Orang yang melakukan zina, sama saja dengan tidak mempercayai larangan Allah SWT. Allah SWT melarang zina, antara lain, karena zina akan melahirkan banyak bahaya pada pelakunya, maupun masyarakat. Sama dengan seorang dokter yang menyatakan, “jangan sekali-kali minum ini, karena ini adalah racun yang mematikan.” Pasien yang tetap meminum racun, sama artinya ia tidak percaya dengan nasihat dokter. Atau, ia tidak percaya bahwa pernyataan dokter itu adalah benar.
Dari analogi sederhana ini, pelaku kemaksiatan berarti menderita pengurangan iman. Bayangkan, bila kondisi seperti ini, kita alami di saat kita tiba pada tapal batas usia yang Allah berikan. Imam Al-Ghazali mengatakan, “Orang yang tidak segera bertaubat terancam bahaya besar. Hatinya menjadi gelap dan berkarat. Kemudian bila ia didatangi sakit atau maut, berarti dia menghadap Allah dengan hati yang tidak sejahtera.” Dan itu pula sebabnya, Al-Ghazali menyatakan bahwa taubat wajib dilakukan terus menerus, dan sesegera mungkin.

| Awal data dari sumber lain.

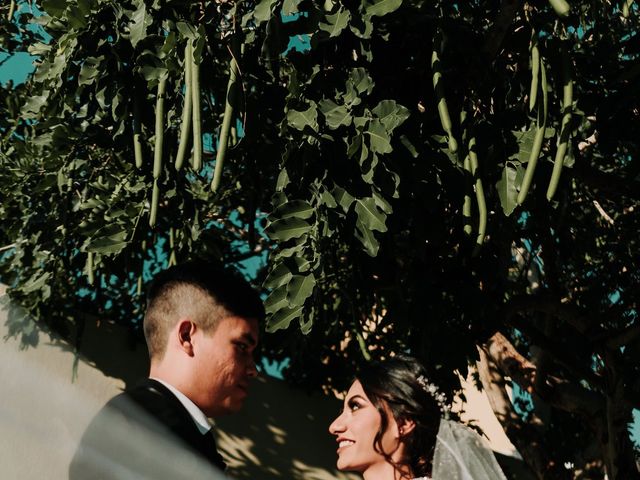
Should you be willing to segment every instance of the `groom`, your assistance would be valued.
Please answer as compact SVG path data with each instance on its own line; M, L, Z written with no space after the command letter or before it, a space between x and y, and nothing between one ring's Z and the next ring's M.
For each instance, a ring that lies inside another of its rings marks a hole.
M70 480L120 478L114 465L138 473L136 455L119 445L125 439L109 440L114 418L124 419L125 432L175 439L224 470L208 417L242 407L257 374L253 351L263 317L257 292L229 270L187 263L160 273L149 288L144 317L149 378L111 399L91 422L71 462Z

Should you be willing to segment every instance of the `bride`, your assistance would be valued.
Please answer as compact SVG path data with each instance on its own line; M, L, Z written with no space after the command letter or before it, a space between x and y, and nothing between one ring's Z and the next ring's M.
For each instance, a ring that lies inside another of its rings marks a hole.
M329 426L337 467L364 480L506 480L482 438L448 416L414 358L367 365Z

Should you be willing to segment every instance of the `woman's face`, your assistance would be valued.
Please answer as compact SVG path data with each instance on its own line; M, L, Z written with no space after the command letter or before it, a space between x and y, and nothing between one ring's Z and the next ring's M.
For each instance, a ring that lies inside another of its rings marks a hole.
M382 448L391 455L399 446L398 425L390 412L387 416L389 425L382 436ZM342 413L329 426L338 442L338 470L362 473L376 465L388 465L373 446L381 421L380 413L356 380L347 392Z

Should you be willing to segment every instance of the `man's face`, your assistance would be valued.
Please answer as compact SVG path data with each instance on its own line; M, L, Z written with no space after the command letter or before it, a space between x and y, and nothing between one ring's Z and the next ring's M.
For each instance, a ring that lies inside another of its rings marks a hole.
M211 332L199 331L194 342L195 377L198 392L192 399L208 416L240 410L249 380L257 375L253 351L258 343L258 321L225 317Z

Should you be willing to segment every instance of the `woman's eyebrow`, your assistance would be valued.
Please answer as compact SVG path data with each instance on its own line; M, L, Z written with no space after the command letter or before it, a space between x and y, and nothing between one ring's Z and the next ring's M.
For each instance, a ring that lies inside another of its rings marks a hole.
M362 395L353 395L352 397L347 398L347 402L350 402L351 400L362 400L364 402L366 402L367 400L362 396Z

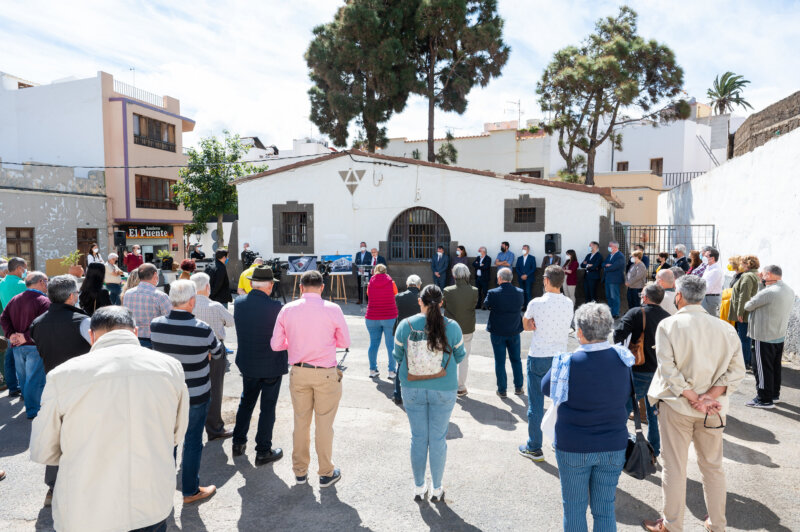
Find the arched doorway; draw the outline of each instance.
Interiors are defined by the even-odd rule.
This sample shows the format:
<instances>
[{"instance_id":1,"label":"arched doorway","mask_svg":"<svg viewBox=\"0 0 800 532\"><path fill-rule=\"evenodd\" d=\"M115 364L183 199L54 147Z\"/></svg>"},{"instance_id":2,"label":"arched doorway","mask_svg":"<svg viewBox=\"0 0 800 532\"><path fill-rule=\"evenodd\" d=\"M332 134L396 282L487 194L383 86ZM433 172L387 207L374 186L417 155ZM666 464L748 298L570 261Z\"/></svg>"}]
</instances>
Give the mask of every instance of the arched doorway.
<instances>
[{"instance_id":1,"label":"arched doorway","mask_svg":"<svg viewBox=\"0 0 800 532\"><path fill-rule=\"evenodd\" d=\"M425 207L406 209L389 228L390 261L429 260L437 246L450 246L450 230L435 211Z\"/></svg>"}]
</instances>

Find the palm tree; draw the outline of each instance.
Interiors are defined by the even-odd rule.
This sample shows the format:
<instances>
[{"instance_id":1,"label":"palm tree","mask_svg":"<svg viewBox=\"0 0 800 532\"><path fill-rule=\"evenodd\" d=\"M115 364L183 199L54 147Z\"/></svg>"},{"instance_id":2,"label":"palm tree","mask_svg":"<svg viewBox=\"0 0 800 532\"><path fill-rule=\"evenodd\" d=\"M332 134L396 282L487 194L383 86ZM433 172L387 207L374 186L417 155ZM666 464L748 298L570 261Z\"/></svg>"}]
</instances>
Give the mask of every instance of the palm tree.
<instances>
[{"instance_id":1,"label":"palm tree","mask_svg":"<svg viewBox=\"0 0 800 532\"><path fill-rule=\"evenodd\" d=\"M749 83L749 80L733 72L725 72L722 77L717 76L714 78L714 85L707 92L711 107L718 115L732 111L737 105L752 109L753 106L742 97L742 89Z\"/></svg>"}]
</instances>

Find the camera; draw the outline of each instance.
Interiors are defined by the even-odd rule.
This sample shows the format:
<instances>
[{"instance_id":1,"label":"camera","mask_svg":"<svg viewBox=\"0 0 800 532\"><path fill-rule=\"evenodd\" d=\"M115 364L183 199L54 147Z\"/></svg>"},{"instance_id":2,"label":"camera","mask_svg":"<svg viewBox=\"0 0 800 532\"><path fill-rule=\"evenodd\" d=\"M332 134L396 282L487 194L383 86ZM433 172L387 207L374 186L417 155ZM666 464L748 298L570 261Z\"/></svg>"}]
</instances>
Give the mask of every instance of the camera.
<instances>
[{"instance_id":1,"label":"camera","mask_svg":"<svg viewBox=\"0 0 800 532\"><path fill-rule=\"evenodd\" d=\"M331 273L331 270L333 269L332 264L333 264L332 260L319 261L317 262L317 270L319 271L320 274L326 276Z\"/></svg>"},{"instance_id":2,"label":"camera","mask_svg":"<svg viewBox=\"0 0 800 532\"><path fill-rule=\"evenodd\" d=\"M289 269L288 262L281 262L279 257L275 257L274 259L265 260L264 264L272 268L272 275L275 277L275 280L280 280L281 274Z\"/></svg>"}]
</instances>

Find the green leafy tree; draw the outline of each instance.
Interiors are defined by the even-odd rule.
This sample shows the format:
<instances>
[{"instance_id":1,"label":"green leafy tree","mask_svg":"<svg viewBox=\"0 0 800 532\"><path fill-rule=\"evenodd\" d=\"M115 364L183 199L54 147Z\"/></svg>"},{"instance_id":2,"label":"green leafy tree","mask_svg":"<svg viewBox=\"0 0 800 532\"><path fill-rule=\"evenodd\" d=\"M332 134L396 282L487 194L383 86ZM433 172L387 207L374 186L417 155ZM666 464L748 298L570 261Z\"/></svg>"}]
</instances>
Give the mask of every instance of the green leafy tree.
<instances>
[{"instance_id":1,"label":"green leafy tree","mask_svg":"<svg viewBox=\"0 0 800 532\"><path fill-rule=\"evenodd\" d=\"M242 163L250 147L242 144L239 135L224 131L220 141L211 136L200 140L199 149L189 148L186 168L180 171L181 180L172 185L175 201L192 213L193 227L205 227L210 219L217 220L217 246L225 247L222 217L235 214L237 209L236 178L263 172L266 165Z\"/></svg>"},{"instance_id":2,"label":"green leafy tree","mask_svg":"<svg viewBox=\"0 0 800 532\"><path fill-rule=\"evenodd\" d=\"M355 120L367 151L386 145L381 124L405 108L415 83L408 60L416 1L349 0L334 20L314 28L305 54L313 86L311 121L346 146Z\"/></svg>"},{"instance_id":3,"label":"green leafy tree","mask_svg":"<svg viewBox=\"0 0 800 532\"><path fill-rule=\"evenodd\" d=\"M688 117L688 105L676 99L682 86L683 69L673 51L642 38L636 12L623 6L616 17L598 20L582 44L557 51L536 92L542 110L553 113L546 130L558 135L566 173L577 173L580 150L586 154L585 182L593 185L597 148L610 140L621 149L615 127L642 118L663 123ZM622 111L643 116L623 120Z\"/></svg>"},{"instance_id":4,"label":"green leafy tree","mask_svg":"<svg viewBox=\"0 0 800 532\"><path fill-rule=\"evenodd\" d=\"M499 77L511 49L503 42L503 19L496 0L417 3L414 92L428 100L428 161L434 162L435 108L464 113L470 90Z\"/></svg>"},{"instance_id":5,"label":"green leafy tree","mask_svg":"<svg viewBox=\"0 0 800 532\"><path fill-rule=\"evenodd\" d=\"M439 151L436 152L436 162L439 164L456 164L458 162L458 150L453 145L453 133L447 132L445 141L439 146Z\"/></svg>"},{"instance_id":6,"label":"green leafy tree","mask_svg":"<svg viewBox=\"0 0 800 532\"><path fill-rule=\"evenodd\" d=\"M715 77L714 84L706 93L711 100L711 107L718 115L733 111L737 106L752 109L750 102L742 96L742 89L749 84L750 81L744 79L744 76L733 72L725 72L721 77Z\"/></svg>"}]
</instances>

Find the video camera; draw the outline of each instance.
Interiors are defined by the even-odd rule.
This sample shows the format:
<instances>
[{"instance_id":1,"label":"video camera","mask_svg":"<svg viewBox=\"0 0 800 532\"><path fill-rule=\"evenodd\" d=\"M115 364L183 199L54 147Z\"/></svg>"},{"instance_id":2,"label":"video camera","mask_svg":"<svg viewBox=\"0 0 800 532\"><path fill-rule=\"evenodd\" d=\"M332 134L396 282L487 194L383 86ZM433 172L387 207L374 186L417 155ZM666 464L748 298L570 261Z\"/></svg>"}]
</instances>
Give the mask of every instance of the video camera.
<instances>
[{"instance_id":1,"label":"video camera","mask_svg":"<svg viewBox=\"0 0 800 532\"><path fill-rule=\"evenodd\" d=\"M331 273L331 270L333 269L332 265L333 265L332 260L318 261L317 270L319 271L320 274L322 274L323 277L325 277Z\"/></svg>"},{"instance_id":2,"label":"video camera","mask_svg":"<svg viewBox=\"0 0 800 532\"><path fill-rule=\"evenodd\" d=\"M280 280L281 274L289 269L288 262L281 262L279 257L275 257L274 259L264 260L264 264L272 268L272 275L275 277L276 280Z\"/></svg>"}]
</instances>

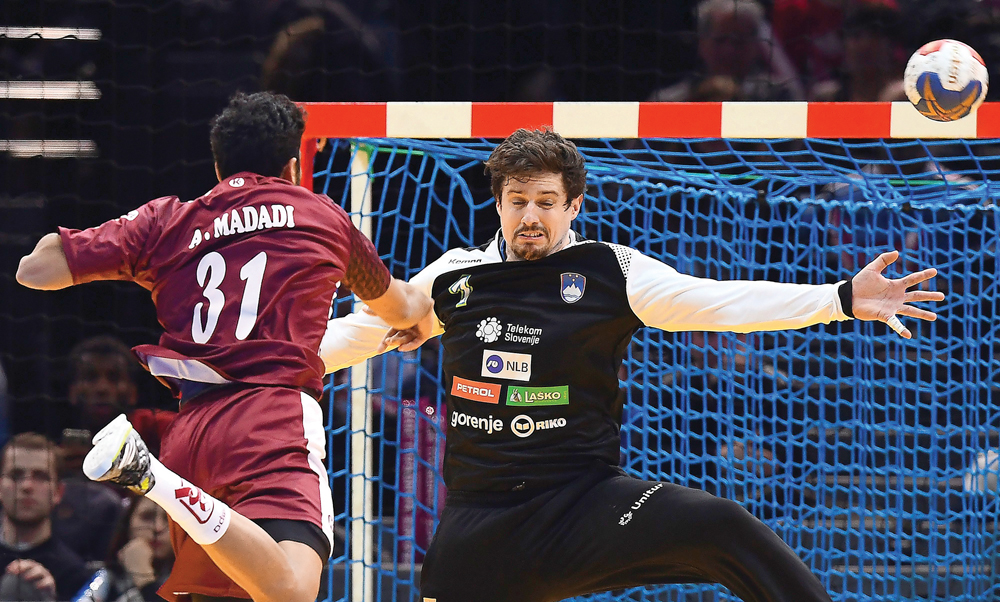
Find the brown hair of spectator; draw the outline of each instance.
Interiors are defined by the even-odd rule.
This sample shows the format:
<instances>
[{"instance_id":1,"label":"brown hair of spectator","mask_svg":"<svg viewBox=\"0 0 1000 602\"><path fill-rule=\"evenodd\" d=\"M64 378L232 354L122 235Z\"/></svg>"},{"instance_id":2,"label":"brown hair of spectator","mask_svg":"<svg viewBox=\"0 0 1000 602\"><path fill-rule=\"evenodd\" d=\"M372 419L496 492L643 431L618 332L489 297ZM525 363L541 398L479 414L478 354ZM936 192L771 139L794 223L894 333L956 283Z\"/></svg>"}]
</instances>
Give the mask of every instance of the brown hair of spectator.
<instances>
[{"instance_id":1,"label":"brown hair of spectator","mask_svg":"<svg viewBox=\"0 0 1000 602\"><path fill-rule=\"evenodd\" d=\"M497 145L486 160L490 187L500 202L504 185L543 173L562 175L566 207L587 188L587 168L576 145L548 128L517 130Z\"/></svg>"},{"instance_id":2,"label":"brown hair of spectator","mask_svg":"<svg viewBox=\"0 0 1000 602\"><path fill-rule=\"evenodd\" d=\"M18 433L11 437L3 446L3 450L0 451L0 473L7 470L7 451L14 449L47 451L52 455L52 468L55 470L55 475L58 476L62 470L62 454L59 451L59 446L39 433Z\"/></svg>"}]
</instances>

Tidak ada seorangpun yang mengetahui kapan datangnya ajal. Hikmah yang paling utama adalah, agar setiap manusia berupaya melakukan amal shalih sepanjang hidupnya.
Rasulullah SAW selalu berdo’a agar ia menghadap Allah SWT dalam kondisi yang baik. Beliau kerap mengucapkan, “Ya Allah, jadikanlah kebaikan itu pada penghujung umurku.
Ya Allah jadikanlah kesudahan amalku itu adalah ridho-Mu. Ya Allah jadikanlah saat yang terbaik bagiku adalah ketika aku menemui-Mu.”(HR. Thabrani)
Dalam hadits lain, disebutkan munajat Rasulullah SAW, “Ya Allah jadikanlah kebaikan itu pada penghabisan umurku. Dan kebaikan amalku adalah kesudahannya, dan waktu yang terbaik adalah saat menemui-Mu.” (HR. Thabrani)
Demikianlah untaian do’a utusan Allah SWT yang telah dijamin keselamatan hidupnya, di dunia dan akhirat. Beliau juga kerap memotivasi ummatnya agar memiliki akhir yang baik dalam hidup. Suatu ketika, Nabi SAW bersabda, “Jika Allah menghendaki kebaikan pada seorang hamba-Nya, maka Ia akan menggunakannya.” Para sahabat lalu bertanya, “Apa maksudnya ya Rasulullah?” Rasul kemudian menjawab, “Allah akan menjadikannya beramal shalih, lalu Ia wafatkan pada waktu itu.”(HR Turmudzi)
Karenanya, menurut Rasulullah, nilai kebaikan seseorang tidak dapat ditentukan, sebelum diketahui bagaimana akhir hayatnya. “Jangan terburu tertarik dengan amal yang dilakukan oleh seseorang, sebelum engkau melihat bagaimana akhir hidupnya. ”(HR. Ahmad)
Bila tak ada yang tahu tapal batas usia manusia, dan tidak ada manusia yang suci dari dosa, kenapa kita harus menunda-nunda taubat. Segeralah mohon ampun, beristighfar pada Allah. Semoga kita termasuk hamba-hamba-Nya yang diberi karunia, menemui-Nya dalam keadaan yang paling baik. Amiin.